Jonathan Glennie 3 January 2011
Has the world met its Paris aid commitments?
Governments have missed most of the 2010 targets agreed in the Paris Declaration on Aid Effectiveness, but there are good reasons why we should not give up on the process in 2011
Aid packages from the UK Department for International Development. Photograph: AP
In 2005, donor governments, accompanied by some key recipient governments and a smattering of international NGOs, agreed a set of principles for how to make their aid better support development. The Paris Declaration on Aid Effectiveness was the direct result of civil society's campaign to ensure better as well as more aid. Measurable targets were outlined and a deadline to meet them was set: 2010. So how has the aid world performed?
The short answer is not very well. The results from the 2010 survey are not yet in, so we don't know what progress has been made in the last couple of years, but apart from one or two significant steps forward, it seems progress has been weak. Of the 14 indicators of progress, the OECD, which is managing the process, thinks three are on track (relating to untying aid, better coordination between donors of technical assistance and better public financial management), a further three are within reach (on aid predictability, reducing the creation by donors of parallel project implementation units and recording aid in recipient country budgets), with the remaining eight requiring "very special efforts", which is the politically correct way of saying "we're miles off".
So it would be fairly easy to scoff at the Paris process as a wasted effort. Apart from the slow progress, it has come in for some fairly damning criticism over its methodology, with the targets being only mildly related to real development progress – ownership, conditionality and dependency cannot be measured by asking the World Bank to give countries scores on how good their development strategies are, for example. The Paris agenda does not really measure aid effectiveness, but aid efficiency, ie it looks at bureaucratic processes, but not the actual impact aid has on reducing poverty. After five years of evidence gathering, nothing in the Paris process will tell us if any more lives have actually been saved on account of changes in aid giving.
Another important criticism is that, as the middle-income countries become ever more important in aid giving (from China and India to Brazil and South Africa), the Paris process fails to involve them, giving the public in donor and recipient countries only a very partial view of the reality of aid. It's all very well accounting for OECD aid to Nicaragua, but what about the millions of dollars transferred by Venezuela's president Hugo Chavez, reportedly to a private presidential account?

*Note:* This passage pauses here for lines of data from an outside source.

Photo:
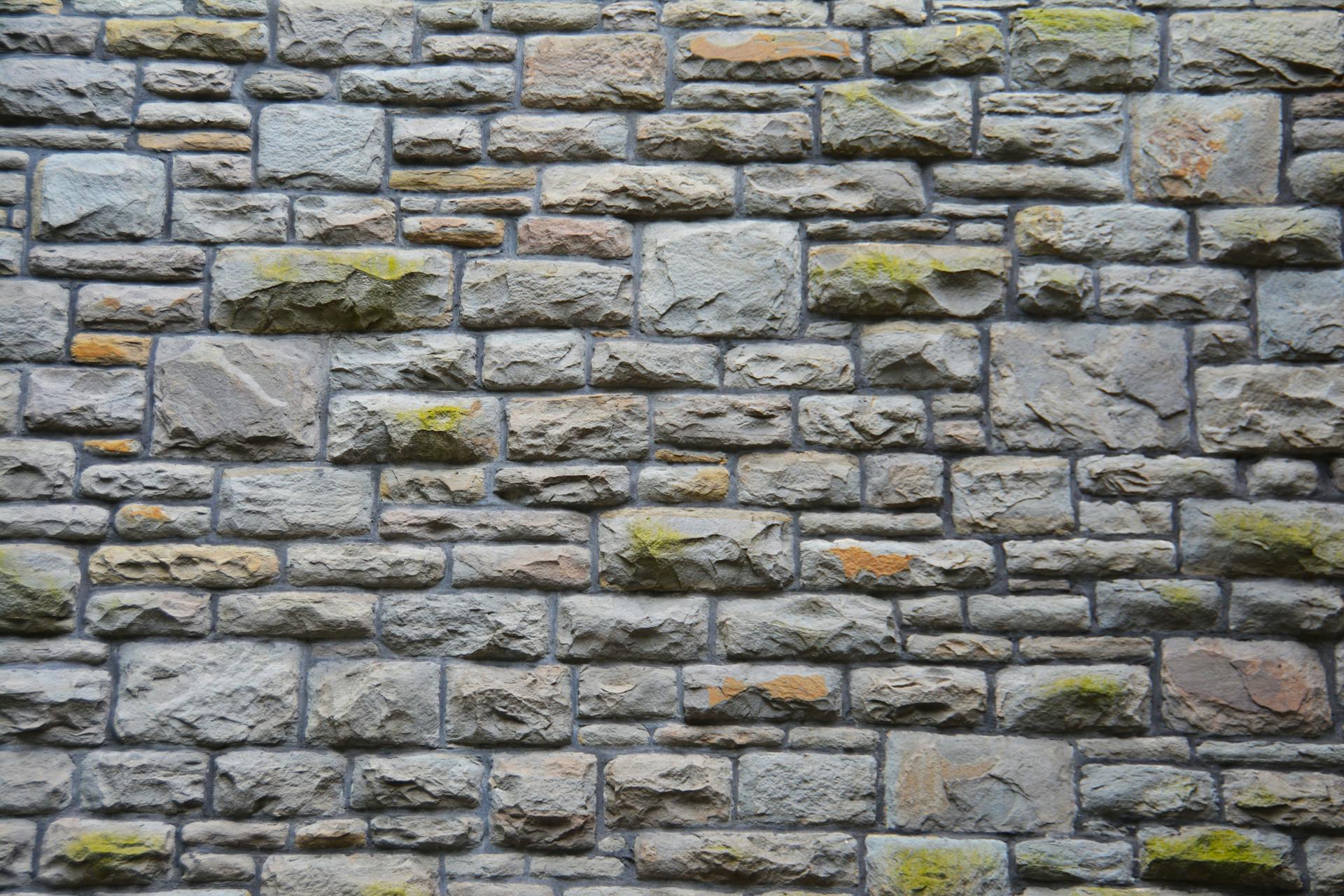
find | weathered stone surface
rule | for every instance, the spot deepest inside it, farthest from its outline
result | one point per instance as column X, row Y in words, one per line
column 187, row 36
column 905, row 118
column 1110, row 232
column 1219, row 149
column 686, row 289
column 332, row 33
column 188, row 564
column 745, row 859
column 1019, row 496
column 479, row 626
column 955, row 50
column 86, row 852
column 936, row 865
column 70, row 90
column 909, row 280
column 38, row 589
column 974, row 782
column 416, row 780
column 768, row 55
column 638, row 191
column 1218, row 856
column 1133, row 378
column 692, row 550
column 295, row 503
column 426, row 85
column 413, row 426
column 724, row 136
column 545, row 801
column 372, row 701
column 1074, row 49
column 1270, row 237
column 946, row 697
column 296, row 290
column 804, row 789
column 349, row 875
column 656, row 790
column 55, row 706
column 225, row 398
column 594, row 71
column 537, row 293
column 1268, row 409
column 1101, row 697
column 1262, row 49
column 588, row 426
column 757, row 692
column 659, row 629
column 279, row 785
column 799, row 479
column 211, row 695
column 846, row 188
column 523, row 707
column 143, row 780
column 100, row 197
column 1228, row 687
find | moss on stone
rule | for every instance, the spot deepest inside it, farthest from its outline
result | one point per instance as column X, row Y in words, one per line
column 290, row 266
column 106, row 855
column 1073, row 23
column 1221, row 848
column 1086, row 691
column 1308, row 545
column 441, row 418
column 1179, row 596
column 933, row 871
column 654, row 540
column 381, row 888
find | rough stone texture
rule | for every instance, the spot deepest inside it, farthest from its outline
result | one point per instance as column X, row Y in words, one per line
column 573, row 448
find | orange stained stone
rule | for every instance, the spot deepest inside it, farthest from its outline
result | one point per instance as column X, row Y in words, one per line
column 96, row 348
column 857, row 561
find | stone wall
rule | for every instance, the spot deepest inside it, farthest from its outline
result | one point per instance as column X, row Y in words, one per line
column 726, row 447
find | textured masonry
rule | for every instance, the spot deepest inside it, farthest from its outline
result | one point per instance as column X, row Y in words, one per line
column 671, row 448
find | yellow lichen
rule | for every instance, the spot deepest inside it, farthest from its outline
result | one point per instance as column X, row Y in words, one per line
column 106, row 853
column 1062, row 23
column 1310, row 545
column 441, row 418
column 934, row 872
column 1215, row 846
column 654, row 540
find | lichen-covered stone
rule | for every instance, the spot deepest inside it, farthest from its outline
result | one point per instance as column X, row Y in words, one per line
column 88, row 852
column 692, row 550
column 894, row 279
column 1078, row 49
column 1101, row 697
column 413, row 426
column 1218, row 856
column 936, row 867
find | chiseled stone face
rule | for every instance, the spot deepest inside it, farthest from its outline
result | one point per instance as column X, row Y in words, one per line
column 979, row 783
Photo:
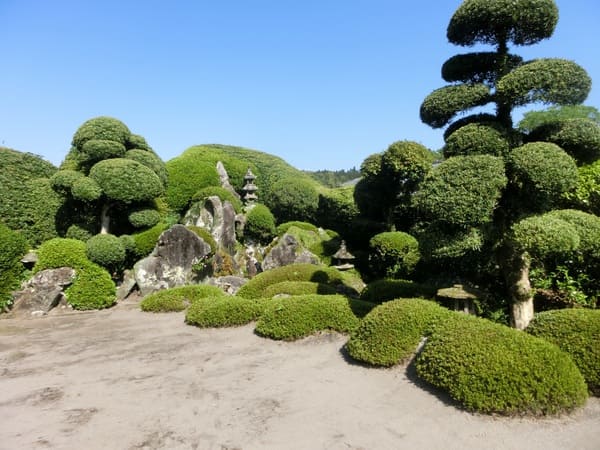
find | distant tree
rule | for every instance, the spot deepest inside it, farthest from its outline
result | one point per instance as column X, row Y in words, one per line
column 108, row 175
column 492, row 190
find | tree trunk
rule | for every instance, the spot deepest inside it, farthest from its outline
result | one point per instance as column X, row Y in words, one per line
column 517, row 279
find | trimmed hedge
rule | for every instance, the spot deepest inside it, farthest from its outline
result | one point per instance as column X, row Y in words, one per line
column 300, row 316
column 223, row 311
column 491, row 368
column 576, row 332
column 391, row 332
column 178, row 298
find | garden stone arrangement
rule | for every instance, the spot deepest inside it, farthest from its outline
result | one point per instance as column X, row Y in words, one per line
column 503, row 221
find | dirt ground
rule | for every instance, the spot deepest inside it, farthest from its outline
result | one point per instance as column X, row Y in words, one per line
column 123, row 379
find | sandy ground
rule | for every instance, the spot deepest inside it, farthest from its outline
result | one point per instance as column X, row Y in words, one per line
column 123, row 379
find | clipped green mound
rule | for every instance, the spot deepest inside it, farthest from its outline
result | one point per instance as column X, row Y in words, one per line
column 298, row 288
column 380, row 291
column 391, row 332
column 576, row 332
column 296, row 317
column 491, row 368
column 223, row 311
column 255, row 288
column 178, row 298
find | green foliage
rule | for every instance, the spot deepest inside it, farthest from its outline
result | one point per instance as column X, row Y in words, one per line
column 393, row 254
column 106, row 250
column 222, row 193
column 576, row 332
column 463, row 190
column 491, row 368
column 391, row 332
column 223, row 311
column 300, row 316
column 260, row 224
column 542, row 172
column 143, row 217
column 444, row 103
column 522, row 22
column 380, row 291
column 255, row 287
column 298, row 288
column 294, row 199
column 178, row 298
column 547, row 80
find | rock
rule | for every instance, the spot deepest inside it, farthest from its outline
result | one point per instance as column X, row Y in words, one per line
column 42, row 292
column 172, row 261
column 288, row 251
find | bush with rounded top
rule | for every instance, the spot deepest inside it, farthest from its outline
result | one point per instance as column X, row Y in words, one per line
column 393, row 254
column 260, row 224
column 223, row 311
column 391, row 332
column 576, row 332
column 296, row 317
column 178, row 298
column 491, row 368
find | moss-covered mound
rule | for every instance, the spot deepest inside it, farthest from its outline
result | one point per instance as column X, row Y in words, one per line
column 300, row 316
column 380, row 291
column 491, row 368
column 391, row 332
column 576, row 332
column 298, row 288
column 255, row 288
column 178, row 298
column 223, row 311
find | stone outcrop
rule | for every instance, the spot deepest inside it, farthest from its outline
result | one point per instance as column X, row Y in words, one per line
column 175, row 261
column 42, row 292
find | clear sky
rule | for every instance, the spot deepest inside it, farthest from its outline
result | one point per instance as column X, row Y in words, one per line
column 320, row 83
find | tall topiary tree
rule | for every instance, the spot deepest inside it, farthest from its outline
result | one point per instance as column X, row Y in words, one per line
column 110, row 173
column 516, row 181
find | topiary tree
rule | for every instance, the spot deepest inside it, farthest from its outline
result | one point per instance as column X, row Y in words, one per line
column 110, row 173
column 473, row 202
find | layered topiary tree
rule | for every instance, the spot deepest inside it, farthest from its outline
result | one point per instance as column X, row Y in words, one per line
column 109, row 175
column 491, row 180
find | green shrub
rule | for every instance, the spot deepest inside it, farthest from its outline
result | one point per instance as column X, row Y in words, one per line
column 260, row 224
column 178, row 298
column 391, row 332
column 298, row 288
column 300, row 316
column 393, row 254
column 255, row 288
column 576, row 332
column 223, row 311
column 380, row 291
column 491, row 368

But despite all this, there are good reasons not to give up on Paris just yet. Firstly, while I and others have argued that the most important issues are sidelined in the Paris agenda, some important principles are articulated, and this is the first time concerted effort has been made to implement them. You have to walk before you can run. A focus on transparency, in particular, is a substantial step forward, as Owen Barder wrote on the Poverty matters blog recently.
The fact that progress has been slow is disappointing, but hardly surprising to anyone who has worked in a complex political bureaucracy. It takes time to alter ways of working and incentives (a salutary lesson for donors with a habit of trying to force poor countries to introduce huge reforms in short periods of time). A meeting in Accra in 2008 led to improvements to the Paris declaration, with a particularly important focus on civil society as a vital complement to the state in ensuring that good decisions are made about aid and development.
Importantly, recipient countries are becoming more interested in the Paris declaration, just as, ironically, enthusiasm among donors appears at risk of waning. Presumably this is because more people in recipient governments realise that the principles enshrined in the declaration are broadly in their interests (except, perhaps, "harmonisation", which risks strengthening the bargaining power of donors). While fewer than 40 countries took part in the baseline survey in 2005, 55 took part in the monitoring survey in 2008, and more than 80 are expected to take part in the 2010-11 evidence gathering initiative.
Finally, while it is right to criticise the Paris agenda for being overly bureaucratic and for failing to clearly link a fairly technical set of targets with real changes for real people, there is something to be said for a focus on systems. The millennium development goals, another process that is broadly a good thing, has been criticised for looking at the "what" but not the "how", with some perverse results. Development is not just about reaching better health and education outcomes in the short-term, but about state-building and institutional strengthening. The Paris agenda, for all its many flaws, addresses some of those issues, and we should should try to refine and improve this important process in 2011.